It’s not the port timing, or squish or fuel itself.
The MT on this particular saw can’t fatten up the tune enough to control rpm on a saw that gets too hot. Two reasons why:
Fuel mix too thick to flow enough
Saw heat above capacity that MT is programmed/designed to handle.
So if saw gets too hot from too much compression regardless of squish, the system tries to fatten up the tune. If the fuel mix is too thick of a viscosity, it can’t flow enough fuel to rectify the situation regardless of how fat the MT tries to make the tune. Then all sorts of bad stuff starts to happen in the MT computer.

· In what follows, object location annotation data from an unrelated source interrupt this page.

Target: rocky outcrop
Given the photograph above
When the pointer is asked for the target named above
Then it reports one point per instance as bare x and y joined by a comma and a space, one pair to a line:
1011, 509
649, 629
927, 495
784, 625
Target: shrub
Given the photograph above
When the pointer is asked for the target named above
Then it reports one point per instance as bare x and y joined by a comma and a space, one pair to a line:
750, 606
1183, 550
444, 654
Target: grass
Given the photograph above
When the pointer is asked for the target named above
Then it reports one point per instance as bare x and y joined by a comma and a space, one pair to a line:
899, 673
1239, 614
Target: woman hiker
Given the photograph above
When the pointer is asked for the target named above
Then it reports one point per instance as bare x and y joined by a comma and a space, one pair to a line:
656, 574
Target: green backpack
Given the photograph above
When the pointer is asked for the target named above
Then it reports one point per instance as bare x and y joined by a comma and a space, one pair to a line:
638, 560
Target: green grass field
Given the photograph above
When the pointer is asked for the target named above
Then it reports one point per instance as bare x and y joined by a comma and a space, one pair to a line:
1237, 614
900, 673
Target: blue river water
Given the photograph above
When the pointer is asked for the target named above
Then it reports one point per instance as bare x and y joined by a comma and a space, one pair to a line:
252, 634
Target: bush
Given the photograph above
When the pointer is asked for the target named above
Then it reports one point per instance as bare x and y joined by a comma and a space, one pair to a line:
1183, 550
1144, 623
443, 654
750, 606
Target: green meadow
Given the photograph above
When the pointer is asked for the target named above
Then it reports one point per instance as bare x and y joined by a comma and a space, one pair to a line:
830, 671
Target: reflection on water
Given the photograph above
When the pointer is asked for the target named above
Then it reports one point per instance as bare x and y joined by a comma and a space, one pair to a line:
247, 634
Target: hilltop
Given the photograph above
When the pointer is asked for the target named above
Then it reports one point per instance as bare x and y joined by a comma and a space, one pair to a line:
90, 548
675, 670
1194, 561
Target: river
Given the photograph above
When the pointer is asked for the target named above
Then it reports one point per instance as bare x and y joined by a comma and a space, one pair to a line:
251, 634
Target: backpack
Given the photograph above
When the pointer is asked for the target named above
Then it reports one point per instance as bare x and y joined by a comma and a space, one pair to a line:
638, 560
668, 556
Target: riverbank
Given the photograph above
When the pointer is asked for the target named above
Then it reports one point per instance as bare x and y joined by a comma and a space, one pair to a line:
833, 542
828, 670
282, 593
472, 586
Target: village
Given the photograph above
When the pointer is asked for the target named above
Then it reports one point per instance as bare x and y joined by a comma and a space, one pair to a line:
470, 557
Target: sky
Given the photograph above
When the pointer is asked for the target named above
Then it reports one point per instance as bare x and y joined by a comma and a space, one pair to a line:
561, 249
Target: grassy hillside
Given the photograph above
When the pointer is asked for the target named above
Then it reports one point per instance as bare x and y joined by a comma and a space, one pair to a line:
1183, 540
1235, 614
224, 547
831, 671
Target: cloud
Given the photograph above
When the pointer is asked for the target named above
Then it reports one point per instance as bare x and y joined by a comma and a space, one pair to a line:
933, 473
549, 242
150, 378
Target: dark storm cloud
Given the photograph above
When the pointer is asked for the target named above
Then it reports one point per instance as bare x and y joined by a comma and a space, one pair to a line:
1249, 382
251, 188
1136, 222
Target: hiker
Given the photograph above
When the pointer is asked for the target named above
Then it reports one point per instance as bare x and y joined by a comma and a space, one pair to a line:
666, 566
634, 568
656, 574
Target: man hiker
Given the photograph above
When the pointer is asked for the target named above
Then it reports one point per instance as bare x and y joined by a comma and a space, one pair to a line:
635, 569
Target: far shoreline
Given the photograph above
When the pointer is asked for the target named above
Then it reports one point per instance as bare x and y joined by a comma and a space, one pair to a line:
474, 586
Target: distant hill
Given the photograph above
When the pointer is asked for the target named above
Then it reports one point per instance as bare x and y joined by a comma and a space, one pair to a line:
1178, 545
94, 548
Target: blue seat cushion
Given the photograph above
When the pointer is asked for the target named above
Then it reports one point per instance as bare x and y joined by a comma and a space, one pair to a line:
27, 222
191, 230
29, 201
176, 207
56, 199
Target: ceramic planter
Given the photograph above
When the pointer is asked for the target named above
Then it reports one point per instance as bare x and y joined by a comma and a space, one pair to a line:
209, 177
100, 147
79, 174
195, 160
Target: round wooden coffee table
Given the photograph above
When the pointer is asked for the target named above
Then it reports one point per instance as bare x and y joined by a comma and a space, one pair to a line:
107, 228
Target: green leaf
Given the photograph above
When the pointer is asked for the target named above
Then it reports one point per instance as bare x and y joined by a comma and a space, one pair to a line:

So in the right situations, compression, ambient temp and fuel mix won’t affect anything. But take too much out of the squish band and make the chamber too small and There’s a problem Houston.
Saw run around 185psi stock. Cutting the band for a nice flat tighter squish is likely all that’s needed. Pull 50 out of the chamber and keep squish at 15 and the saw likely has 275 psi and gets too damn hot.
Bigger MT saws have bigger jets, needles, seats, etc-So they likely aren’t affected by the issue as often.
I’d venture to say that saws that don’t have the issue have either better cooling systems, lower factory compression or a fuel system that’s large enough to flow more.